Leadership Transformation: Think Endurance

January 1, 2018

Is Survival Success?

In December 1914, a British explorer by the name of Ernest Shackleton, along with 27 crew members set sail from the U.K. in hopes of becoming the first to traverse Antarctica. What they encountered instead was disaster.

Within a month of departure, their ship, the Endurance, became locked in ice, floundered, then sank, leaving the men stranded on an ice floe. For months, Shackleton and his crew drifted, skirting Antarctica, and victim to the currents. By April 2016 they found themselves nearly 1,000 kilometres from their original destination. It was then that the ice gave way sending the men scrambling to board three lifeboats held in tow.
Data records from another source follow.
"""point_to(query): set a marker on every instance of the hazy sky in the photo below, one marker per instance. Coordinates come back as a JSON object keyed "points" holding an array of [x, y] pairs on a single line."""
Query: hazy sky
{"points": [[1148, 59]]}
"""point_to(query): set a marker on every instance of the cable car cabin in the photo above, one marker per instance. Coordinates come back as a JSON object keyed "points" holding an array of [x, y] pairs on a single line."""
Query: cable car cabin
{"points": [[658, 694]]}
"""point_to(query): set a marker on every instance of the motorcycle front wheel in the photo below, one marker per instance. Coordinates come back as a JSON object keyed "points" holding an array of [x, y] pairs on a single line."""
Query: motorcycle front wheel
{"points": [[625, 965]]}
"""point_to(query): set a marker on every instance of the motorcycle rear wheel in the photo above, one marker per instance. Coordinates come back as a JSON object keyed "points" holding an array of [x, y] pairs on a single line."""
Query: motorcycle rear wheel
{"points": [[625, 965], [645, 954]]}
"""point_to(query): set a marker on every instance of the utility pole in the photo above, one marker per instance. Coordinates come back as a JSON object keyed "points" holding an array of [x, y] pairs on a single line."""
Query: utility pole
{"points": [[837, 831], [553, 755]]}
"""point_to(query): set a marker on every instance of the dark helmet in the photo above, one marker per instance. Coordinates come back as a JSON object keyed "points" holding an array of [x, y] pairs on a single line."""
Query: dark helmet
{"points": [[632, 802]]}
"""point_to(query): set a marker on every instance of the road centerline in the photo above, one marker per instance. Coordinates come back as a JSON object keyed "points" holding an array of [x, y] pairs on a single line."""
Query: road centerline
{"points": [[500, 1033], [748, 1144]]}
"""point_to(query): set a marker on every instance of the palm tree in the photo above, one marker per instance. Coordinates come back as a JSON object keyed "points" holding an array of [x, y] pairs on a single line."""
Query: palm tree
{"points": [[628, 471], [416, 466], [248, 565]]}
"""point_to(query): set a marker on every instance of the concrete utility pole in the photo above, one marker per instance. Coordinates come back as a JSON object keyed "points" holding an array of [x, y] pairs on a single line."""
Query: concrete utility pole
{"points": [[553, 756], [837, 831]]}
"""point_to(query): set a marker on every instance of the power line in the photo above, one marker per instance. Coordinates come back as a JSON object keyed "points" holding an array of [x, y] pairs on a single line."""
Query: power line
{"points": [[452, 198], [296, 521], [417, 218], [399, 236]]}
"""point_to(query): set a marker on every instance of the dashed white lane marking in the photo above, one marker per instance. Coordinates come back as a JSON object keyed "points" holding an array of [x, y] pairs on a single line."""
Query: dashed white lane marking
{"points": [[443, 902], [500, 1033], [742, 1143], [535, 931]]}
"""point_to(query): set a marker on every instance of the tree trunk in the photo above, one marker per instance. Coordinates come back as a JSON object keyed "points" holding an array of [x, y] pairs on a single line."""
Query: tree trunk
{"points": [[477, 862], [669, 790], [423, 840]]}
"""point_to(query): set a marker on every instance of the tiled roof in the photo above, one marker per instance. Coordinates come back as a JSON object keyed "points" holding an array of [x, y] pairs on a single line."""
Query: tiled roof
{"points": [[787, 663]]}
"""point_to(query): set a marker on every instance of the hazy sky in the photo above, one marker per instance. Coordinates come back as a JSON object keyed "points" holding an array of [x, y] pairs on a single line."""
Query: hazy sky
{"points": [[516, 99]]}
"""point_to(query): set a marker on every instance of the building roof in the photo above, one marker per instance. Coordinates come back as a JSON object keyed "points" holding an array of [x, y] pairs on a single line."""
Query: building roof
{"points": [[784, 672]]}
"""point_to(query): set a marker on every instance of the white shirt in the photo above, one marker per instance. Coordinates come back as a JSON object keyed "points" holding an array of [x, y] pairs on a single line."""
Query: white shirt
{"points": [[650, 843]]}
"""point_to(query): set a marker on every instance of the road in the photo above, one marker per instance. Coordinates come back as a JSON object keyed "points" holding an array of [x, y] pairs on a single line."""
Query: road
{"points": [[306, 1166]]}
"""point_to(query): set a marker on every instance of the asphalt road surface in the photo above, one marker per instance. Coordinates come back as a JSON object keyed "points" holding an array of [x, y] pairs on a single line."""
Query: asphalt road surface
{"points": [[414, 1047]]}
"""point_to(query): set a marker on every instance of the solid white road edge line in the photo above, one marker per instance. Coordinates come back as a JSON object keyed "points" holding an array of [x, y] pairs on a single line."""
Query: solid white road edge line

Five days later, through high seas and storms, the motley crew washed ashore on a remote arctic strip called Elephant Island.

Most of the men voted to hunker down and wait for rescue. But Shackleton saw this as poor odds, and instead ordered the re-outfitting of one of the lifeboats. He and four others – carefully selected – set off in hopes of intercepting a ship or making their way to the mainland.

Skirting disaster and braving stormy seas, the skeleton crew landed on the backside of a barren outpost many days later. It would take three of them 36 hours with only a carpenter’s axe and a 50-foot length of rope to traverse the mountainous and icy landscape before arriving at a remote whaling station off the coast of South America.
Shackleton commandeered a vessel and after three failed attempts, he succeeded in returning to Elephant Island, rescuing his crew, and making history. It had been a 20-month death-defying fiasco. Yet, it was heralded a grand success!

Success, because from the moment the Endurance became locked in ice, the mission changed. Traversing Antarctica was no longer the goal. Survival was! And Indeed, Shackleton and every one of his 27 crew members did survive!